Dass sich Ransomware zu einem so großen Problem entwickelt hat, liegt dabei zum einen daran, dass sich die Angriffsfläche von Gesundheitseinrichtungen durch die Digitalisierung zusätzlicher Dienste in den letzten zwei Jahren stark vergrößert hat. Zum anderen geben sich Angreifer nicht mehr mit der Verschlüsselung allein zufrieden, sondern gehen immer öfter dazu über, die Daten vor der Verschlüsselung zu kopieren und zu stehlen, um ein zusätzliches Druckmittel gegen nicht zahlungswillige Opfer zu haben.
2. Migration in die Cloud
Im Zuge der COVID-19-Pandemie hat der Großteil der Gesundheitseinrichtungen die Migration von Anwendungen, Diensten und Daten in die Cloud stark vorangetrieben – etwa um kurzfristig Mitarbeitern den Weg ins Homeoffice zu ebnen, telemedizinische Dienste bereitzustellen oder im Rahmen ihrer langfristigen digitalen Transformationsstrategie. Doch diese Modernisierung hat auch ihre Schattenseiten: So macht die Verlagerung wertvoller Gesundheits- und Patientendaten in Hybrid- und Multi-Cloud-Umgebungen diese zu einem äußerst attraktiven Ziel für Cyberkriminelle. Laut der Studie „One Year after the COVID Shutdowns: Healthcare Facilities Still a Target for Network Outages and Breaches“ vermeldeten 38 Prozent der IT-Verantwortlichen in Gesundheitseinrichtungen in Europa im Jahr 2020 Datendiebstähle in Cloud-Netzwerken und 36 Prozent waren von Cloud-Malware betroffen.
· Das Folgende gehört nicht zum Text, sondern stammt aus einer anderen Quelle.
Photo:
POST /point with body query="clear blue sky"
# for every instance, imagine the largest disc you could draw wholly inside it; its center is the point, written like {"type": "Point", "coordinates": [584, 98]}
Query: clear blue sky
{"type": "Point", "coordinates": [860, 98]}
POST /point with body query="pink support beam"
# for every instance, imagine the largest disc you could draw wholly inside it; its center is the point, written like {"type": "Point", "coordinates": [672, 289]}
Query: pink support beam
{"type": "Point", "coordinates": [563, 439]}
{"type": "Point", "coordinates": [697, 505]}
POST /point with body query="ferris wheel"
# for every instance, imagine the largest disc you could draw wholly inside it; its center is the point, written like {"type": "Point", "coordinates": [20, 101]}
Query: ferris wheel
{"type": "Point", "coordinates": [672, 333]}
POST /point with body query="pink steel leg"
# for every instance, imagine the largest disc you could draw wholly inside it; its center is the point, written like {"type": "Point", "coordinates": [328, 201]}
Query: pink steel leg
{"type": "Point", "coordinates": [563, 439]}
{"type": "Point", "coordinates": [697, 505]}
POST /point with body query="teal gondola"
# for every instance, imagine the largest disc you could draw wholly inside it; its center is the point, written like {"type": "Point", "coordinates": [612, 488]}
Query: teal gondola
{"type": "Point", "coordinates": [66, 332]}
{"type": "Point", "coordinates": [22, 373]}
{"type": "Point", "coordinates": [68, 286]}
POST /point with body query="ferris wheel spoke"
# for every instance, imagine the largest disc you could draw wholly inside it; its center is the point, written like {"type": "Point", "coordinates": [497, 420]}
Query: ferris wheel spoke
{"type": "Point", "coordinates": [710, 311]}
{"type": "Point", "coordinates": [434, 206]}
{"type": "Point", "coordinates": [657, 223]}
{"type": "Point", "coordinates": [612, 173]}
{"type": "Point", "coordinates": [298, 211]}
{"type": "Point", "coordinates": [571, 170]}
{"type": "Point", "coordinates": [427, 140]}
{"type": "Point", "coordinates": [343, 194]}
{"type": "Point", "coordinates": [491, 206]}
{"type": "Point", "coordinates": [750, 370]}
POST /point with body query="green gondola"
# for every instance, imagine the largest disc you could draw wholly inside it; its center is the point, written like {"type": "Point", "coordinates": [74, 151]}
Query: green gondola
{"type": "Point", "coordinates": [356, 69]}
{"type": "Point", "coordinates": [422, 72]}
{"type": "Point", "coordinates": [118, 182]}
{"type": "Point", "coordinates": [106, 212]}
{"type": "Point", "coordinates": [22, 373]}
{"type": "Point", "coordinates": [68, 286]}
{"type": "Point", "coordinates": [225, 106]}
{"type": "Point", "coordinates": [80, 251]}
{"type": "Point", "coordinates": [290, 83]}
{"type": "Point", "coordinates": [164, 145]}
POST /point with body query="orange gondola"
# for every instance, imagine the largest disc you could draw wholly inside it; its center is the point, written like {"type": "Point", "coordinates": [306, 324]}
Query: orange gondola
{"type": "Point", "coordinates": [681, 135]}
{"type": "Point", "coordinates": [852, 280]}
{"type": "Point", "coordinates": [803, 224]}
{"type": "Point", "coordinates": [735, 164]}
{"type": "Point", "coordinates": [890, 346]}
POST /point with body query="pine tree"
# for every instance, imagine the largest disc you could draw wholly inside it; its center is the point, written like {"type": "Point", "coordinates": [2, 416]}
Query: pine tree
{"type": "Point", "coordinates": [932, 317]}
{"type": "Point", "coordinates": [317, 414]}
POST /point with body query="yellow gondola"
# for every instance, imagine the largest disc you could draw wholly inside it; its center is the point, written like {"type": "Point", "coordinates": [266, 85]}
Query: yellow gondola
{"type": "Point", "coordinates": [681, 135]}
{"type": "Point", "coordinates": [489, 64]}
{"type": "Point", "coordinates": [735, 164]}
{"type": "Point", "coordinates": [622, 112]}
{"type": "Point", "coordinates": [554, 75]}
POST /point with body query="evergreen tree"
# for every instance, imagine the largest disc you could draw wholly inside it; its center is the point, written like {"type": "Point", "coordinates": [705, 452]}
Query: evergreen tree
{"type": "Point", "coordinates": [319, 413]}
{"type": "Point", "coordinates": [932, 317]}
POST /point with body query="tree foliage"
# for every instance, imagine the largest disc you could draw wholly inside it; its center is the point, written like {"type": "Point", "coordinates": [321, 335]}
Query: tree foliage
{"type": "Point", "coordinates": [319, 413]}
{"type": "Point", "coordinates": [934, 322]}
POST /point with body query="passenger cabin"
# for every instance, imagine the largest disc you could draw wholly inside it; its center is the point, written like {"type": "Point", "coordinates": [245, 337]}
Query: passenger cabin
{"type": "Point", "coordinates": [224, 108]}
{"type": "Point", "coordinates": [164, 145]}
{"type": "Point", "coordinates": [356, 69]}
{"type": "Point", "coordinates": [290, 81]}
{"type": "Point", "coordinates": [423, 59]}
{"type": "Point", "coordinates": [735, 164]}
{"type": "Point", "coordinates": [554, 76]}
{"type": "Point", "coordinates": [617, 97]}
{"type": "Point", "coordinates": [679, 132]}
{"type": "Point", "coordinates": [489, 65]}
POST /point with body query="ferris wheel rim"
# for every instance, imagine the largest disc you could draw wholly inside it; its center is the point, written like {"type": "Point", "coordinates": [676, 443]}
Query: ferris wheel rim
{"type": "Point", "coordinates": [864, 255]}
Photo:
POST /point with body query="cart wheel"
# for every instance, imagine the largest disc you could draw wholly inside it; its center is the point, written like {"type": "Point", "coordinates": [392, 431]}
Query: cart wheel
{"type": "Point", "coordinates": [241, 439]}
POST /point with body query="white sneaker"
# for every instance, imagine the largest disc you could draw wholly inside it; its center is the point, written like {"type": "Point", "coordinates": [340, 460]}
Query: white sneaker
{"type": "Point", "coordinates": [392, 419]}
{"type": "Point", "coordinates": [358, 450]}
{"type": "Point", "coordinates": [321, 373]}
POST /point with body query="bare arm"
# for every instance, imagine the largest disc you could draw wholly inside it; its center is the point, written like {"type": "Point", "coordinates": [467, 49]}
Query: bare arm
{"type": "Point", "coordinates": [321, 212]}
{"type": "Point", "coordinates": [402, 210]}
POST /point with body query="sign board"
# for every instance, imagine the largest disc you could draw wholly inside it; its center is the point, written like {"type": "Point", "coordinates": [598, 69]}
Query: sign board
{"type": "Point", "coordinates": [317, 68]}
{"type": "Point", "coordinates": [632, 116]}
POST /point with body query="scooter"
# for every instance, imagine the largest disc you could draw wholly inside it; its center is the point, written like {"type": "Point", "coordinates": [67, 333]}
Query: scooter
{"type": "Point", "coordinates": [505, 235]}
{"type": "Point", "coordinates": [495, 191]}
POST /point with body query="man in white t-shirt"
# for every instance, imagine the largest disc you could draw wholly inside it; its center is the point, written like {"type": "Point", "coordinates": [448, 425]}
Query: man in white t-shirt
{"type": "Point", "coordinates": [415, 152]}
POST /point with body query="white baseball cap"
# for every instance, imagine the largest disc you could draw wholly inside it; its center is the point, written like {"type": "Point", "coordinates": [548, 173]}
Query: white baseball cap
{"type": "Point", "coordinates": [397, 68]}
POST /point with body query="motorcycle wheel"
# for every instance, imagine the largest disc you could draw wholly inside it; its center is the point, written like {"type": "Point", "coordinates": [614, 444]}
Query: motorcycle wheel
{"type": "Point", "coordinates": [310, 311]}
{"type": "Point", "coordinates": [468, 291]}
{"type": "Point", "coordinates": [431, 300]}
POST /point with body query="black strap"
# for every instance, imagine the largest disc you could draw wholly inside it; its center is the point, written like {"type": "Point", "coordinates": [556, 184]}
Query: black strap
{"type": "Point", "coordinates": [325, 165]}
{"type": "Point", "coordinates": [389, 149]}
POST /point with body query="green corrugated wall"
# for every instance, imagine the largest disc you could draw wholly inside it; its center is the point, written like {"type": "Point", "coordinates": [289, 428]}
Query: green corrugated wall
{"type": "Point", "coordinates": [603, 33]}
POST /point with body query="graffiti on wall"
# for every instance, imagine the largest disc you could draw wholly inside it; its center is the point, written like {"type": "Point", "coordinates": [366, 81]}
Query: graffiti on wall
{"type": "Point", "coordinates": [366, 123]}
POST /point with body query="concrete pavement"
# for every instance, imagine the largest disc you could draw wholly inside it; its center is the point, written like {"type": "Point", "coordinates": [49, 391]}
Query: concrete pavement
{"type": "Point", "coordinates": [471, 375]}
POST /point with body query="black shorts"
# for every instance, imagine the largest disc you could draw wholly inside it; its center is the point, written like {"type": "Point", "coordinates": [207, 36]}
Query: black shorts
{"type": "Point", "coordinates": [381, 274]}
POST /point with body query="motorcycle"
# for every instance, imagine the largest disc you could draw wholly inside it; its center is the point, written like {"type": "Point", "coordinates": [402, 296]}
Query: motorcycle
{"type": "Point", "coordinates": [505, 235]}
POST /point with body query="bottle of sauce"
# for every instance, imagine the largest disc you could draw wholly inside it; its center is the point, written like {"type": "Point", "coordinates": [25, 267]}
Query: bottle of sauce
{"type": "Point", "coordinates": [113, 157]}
3. Unsichere Remote-Zugriffe
Mit der steigenden Zahl remote arbeitender Menschen und dem neuen Trend zur Telemedizin ist auch die Zahl von Angriffen über unsichere Remote-Verbindungen exponentiell angestiegen. Der Großteil solcher Attacken ist dabei auf unzureichend geschützte Userkonten sowie schlecht abgesicherte Remote-Sessions zurückzuführen. Das Schadenspotenzial ist in beiden Fällen enorm, da die Angreifer auf diese Weise in kürzester Zeit Zugriff auf Patientendaten erhalten können.